Hopefully @devrandom can shed some light on this (since he wrote the Gitian tools, I assume he at least had some say in the assert file format and would know about this).

josephbisch commented 9 years ago

It seems like adding a second ! to make it !!omap makes the validator happy. Not sure why the assert file uses a single !. The offical YAML website agrees with the use of two ! characters.

devrandom commented 9 years ago

Hm... maybe there's a standardization issue with the ruby YAML generator.

josephbisch commented 9 years ago

I can't figure out why I am having this issue. There seems to be no relevant Ruby bugs. This SO question has an answer that explains the significance of certain characters in YAML, including one vs two exclamation marks. So it sounds like the two marks is the correct usage. I tested it, and Ruby does seem to successfully parse the !!omap as well as !omap. So really my issue comes down to how do I get Ruby to output !!omap instead of !omap.

I guess it is time to create a SO account and ask about this over there.

josephbisch commented 9 years ago

I posted a bug with Psych, because I posted a question on SO and I got a response that thought it looked like a bug with Psych.

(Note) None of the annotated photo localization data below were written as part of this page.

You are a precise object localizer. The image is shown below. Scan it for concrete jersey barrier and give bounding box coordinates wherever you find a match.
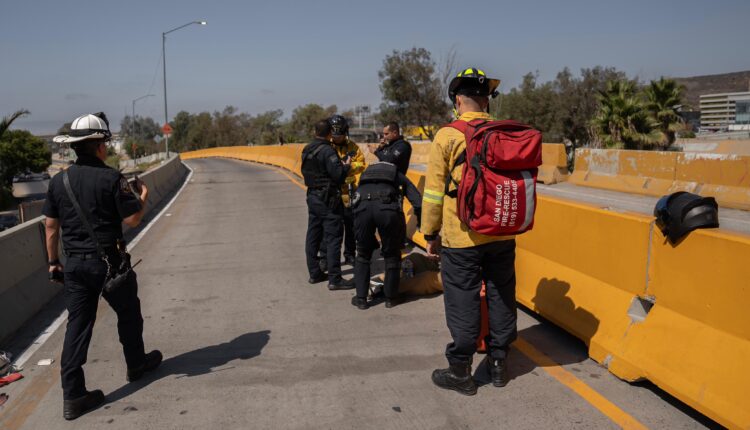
[181,145,750,429]
[0,155,189,345]
[570,148,750,210]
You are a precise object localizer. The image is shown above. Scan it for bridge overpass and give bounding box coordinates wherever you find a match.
[1,147,748,429]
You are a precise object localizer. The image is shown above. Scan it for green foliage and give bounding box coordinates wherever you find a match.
[0,129,52,186]
[378,47,448,140]
[284,104,337,142]
[0,109,30,139]
[491,66,628,147]
[120,115,163,158]
[250,109,284,145]
[591,80,661,149]
[121,115,162,141]
[494,72,564,142]
[643,77,685,148]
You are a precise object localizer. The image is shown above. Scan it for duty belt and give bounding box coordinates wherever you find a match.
[65,248,117,260]
[362,191,398,203]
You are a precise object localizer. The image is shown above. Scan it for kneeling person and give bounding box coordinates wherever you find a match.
[351,162,421,309]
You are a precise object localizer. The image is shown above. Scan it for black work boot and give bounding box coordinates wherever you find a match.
[127,350,163,382]
[63,389,105,420]
[484,355,509,387]
[431,363,477,396]
[351,296,368,310]
[308,273,327,284]
[328,278,355,291]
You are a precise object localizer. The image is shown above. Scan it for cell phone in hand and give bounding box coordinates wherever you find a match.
[129,175,142,194]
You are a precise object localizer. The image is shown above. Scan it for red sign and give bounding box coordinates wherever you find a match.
[162,124,173,135]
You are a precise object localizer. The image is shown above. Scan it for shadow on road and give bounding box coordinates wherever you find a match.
[106,330,271,403]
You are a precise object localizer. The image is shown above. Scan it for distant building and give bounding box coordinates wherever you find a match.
[699,91,750,132]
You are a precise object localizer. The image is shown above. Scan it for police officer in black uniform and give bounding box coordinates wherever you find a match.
[372,121,412,175]
[350,162,422,310]
[302,119,355,290]
[43,113,162,420]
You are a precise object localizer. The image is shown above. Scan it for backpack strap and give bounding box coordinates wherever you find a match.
[441,119,486,198]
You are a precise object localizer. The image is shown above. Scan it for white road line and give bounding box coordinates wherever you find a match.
[12,312,67,368]
[126,162,194,251]
[13,162,195,368]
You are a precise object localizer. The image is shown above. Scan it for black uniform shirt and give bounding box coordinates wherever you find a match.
[374,137,412,175]
[42,154,142,253]
[312,138,350,185]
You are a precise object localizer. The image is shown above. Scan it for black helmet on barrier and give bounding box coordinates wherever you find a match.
[328,115,349,137]
[448,67,501,104]
[654,191,719,244]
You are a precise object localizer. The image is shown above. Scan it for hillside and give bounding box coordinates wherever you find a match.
[674,70,750,110]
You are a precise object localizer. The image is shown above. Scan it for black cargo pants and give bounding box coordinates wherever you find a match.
[440,239,517,365]
[317,205,355,265]
[305,191,344,283]
[353,197,405,300]
[61,253,146,400]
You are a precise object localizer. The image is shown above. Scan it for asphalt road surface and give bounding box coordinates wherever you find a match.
[0,158,719,429]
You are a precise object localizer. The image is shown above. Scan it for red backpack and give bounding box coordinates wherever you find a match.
[444,119,542,236]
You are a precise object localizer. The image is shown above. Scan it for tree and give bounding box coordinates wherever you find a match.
[185,112,214,150]
[0,129,51,187]
[284,103,337,142]
[248,109,284,145]
[170,111,194,153]
[377,47,449,140]
[490,66,630,152]
[120,115,162,142]
[555,66,629,148]
[643,77,685,149]
[494,72,564,142]
[0,109,30,140]
[591,80,661,150]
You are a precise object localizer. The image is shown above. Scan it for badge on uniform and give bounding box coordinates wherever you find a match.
[394,150,401,156]
[329,154,340,163]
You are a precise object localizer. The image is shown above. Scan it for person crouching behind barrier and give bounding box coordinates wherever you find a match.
[350,162,421,310]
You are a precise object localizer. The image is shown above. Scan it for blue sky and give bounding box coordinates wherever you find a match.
[2,0,749,134]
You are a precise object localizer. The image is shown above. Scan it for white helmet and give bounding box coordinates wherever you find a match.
[53,112,112,144]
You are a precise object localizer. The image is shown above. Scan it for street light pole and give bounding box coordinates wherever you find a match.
[162,20,206,157]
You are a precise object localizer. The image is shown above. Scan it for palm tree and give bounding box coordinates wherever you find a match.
[0,109,30,140]
[591,81,661,150]
[644,77,685,149]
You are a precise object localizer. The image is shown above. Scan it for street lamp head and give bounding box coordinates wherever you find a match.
[197,21,207,25]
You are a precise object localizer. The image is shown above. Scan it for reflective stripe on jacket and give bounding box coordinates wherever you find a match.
[334,138,366,207]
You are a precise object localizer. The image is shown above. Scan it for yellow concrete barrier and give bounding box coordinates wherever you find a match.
[405,142,569,184]
[676,152,750,211]
[182,145,750,429]
[409,143,431,164]
[571,148,750,210]
[538,143,569,184]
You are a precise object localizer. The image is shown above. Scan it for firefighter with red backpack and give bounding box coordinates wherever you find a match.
[422,68,542,395]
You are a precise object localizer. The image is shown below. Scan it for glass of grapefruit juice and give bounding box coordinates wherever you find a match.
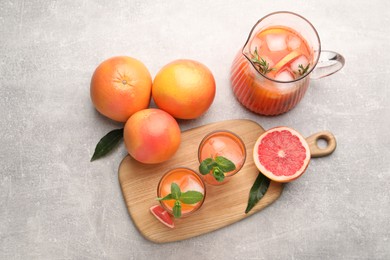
[231,11,344,115]
[157,167,206,217]
[198,130,246,186]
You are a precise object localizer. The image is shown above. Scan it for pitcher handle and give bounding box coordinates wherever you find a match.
[310,50,345,80]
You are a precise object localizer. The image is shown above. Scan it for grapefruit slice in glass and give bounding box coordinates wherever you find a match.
[253,126,311,182]
[150,205,174,228]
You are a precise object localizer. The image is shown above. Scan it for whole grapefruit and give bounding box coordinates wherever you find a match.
[90,56,152,122]
[124,108,181,164]
[152,59,216,119]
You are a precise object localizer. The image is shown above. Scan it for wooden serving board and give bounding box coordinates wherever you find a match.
[118,119,336,243]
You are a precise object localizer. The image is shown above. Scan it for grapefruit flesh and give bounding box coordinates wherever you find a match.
[150,205,174,229]
[253,127,310,182]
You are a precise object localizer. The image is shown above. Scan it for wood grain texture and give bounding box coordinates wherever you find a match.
[118,119,284,243]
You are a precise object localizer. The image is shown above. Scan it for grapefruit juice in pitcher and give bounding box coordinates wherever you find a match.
[231,12,344,115]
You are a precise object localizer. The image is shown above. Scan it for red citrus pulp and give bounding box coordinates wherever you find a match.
[253,127,311,182]
[150,205,174,228]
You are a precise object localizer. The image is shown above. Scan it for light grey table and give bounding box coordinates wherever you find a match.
[1,1,389,259]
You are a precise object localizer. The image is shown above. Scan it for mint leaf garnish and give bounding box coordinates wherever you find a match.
[157,193,173,201]
[199,158,216,174]
[212,167,225,182]
[171,183,181,200]
[173,201,182,218]
[199,156,236,182]
[215,156,236,172]
[179,191,204,204]
[157,182,204,218]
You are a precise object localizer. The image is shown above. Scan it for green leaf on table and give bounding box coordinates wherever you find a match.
[90,128,124,162]
[179,191,204,204]
[245,172,271,214]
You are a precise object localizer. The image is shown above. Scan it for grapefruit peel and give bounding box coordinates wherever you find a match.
[273,51,301,74]
[149,205,175,229]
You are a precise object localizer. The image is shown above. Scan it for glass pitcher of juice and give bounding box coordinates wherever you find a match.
[231,11,345,115]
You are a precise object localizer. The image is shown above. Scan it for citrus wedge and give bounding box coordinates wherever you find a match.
[253,127,311,183]
[150,205,174,228]
[273,50,301,73]
[257,28,286,37]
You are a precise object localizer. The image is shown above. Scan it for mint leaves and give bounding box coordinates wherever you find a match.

josephbisch commented 9 years ago

According to the Psych maintainer, the !omap usage is a legacy thing from the old YAML library (Syck). He said I should be able to work around it by telling PyYAML that !omap is the same as !!omap. I'll still have to work around it, because there is no telling how long it will take people to upgrade, but I did send a PR for Psych (it is very simple, just one line).

So now I will read the PyYAML documentation to find out how to tell it that !omap is !!omap.

josephbisch commented 9 years ago

For future reference when I go to finish up the signing stuff:

I seem to have figured out the correct way to get PyYAML to recognize !omap as being the same as !!omap. I used the following line:

yaml.add_constructor(u'!omap', yaml.constructor.SafeConstructor.construct_yaml_omap)

It outputs !!python/tuple instead of !!omap when dumping the YAML, but we really only need to parse the YAML (just to get the hash of Armory build result), so that isn't a problem.

An example of how to navigate the resulting Python structure:

>>> yaml.load(open('bitcoin-armory-linux-res.yml'))[0][1]
'80eb9f6c7529b74dfe0e36e34fbd44b2d98ca0bb928cdf4bf8dfe4b86001259e  bitcoin-armory-gitian-linux64.zip\n'

If there are multiple build outputs, they will be in the form hash, two spaces, filename. And that will all be newline separated (you can see the \n at the end of the filename in the example.

The specific line that should give us a list of hash-filename pair strings to feed into sha256sum to verify is:

>>> yaml.load(open('bitcoin-armory-linux-res.yml'))[0][1].split('\n')[:-1]
['80eb9f6c7529b74dfe0e36e34fbd44b2d98ca0bb928cdf4bf8dfe4b86001259e  bitcoin-armory-gitian-linux64.zip']
devrandom commented 9 years ago

Great. If you find out a way to get Psych to emit the standard incantation, please let me know, but otherwise sounds like this is a solution.

josephbisch commented 9 years ago

@devrandom - I filed a PR with Psych to fix the issue. It is only that one line if you want to test it locally. I tested the PR. It seems like loading a simple example with a version of Psych based on that PR works as expected for both !!omap and !omap (i.e. the order is retained when either of those are used). So there shouldn't be any issue with loading existing YAML that was generated by Psych.

But I am still going ahead with this workaround, because I don't know how long it will be until a version of Psych with my PR is released and how long until people upgrade.

droark commented 9 years ago

Everything looks okay to me now. Will commit.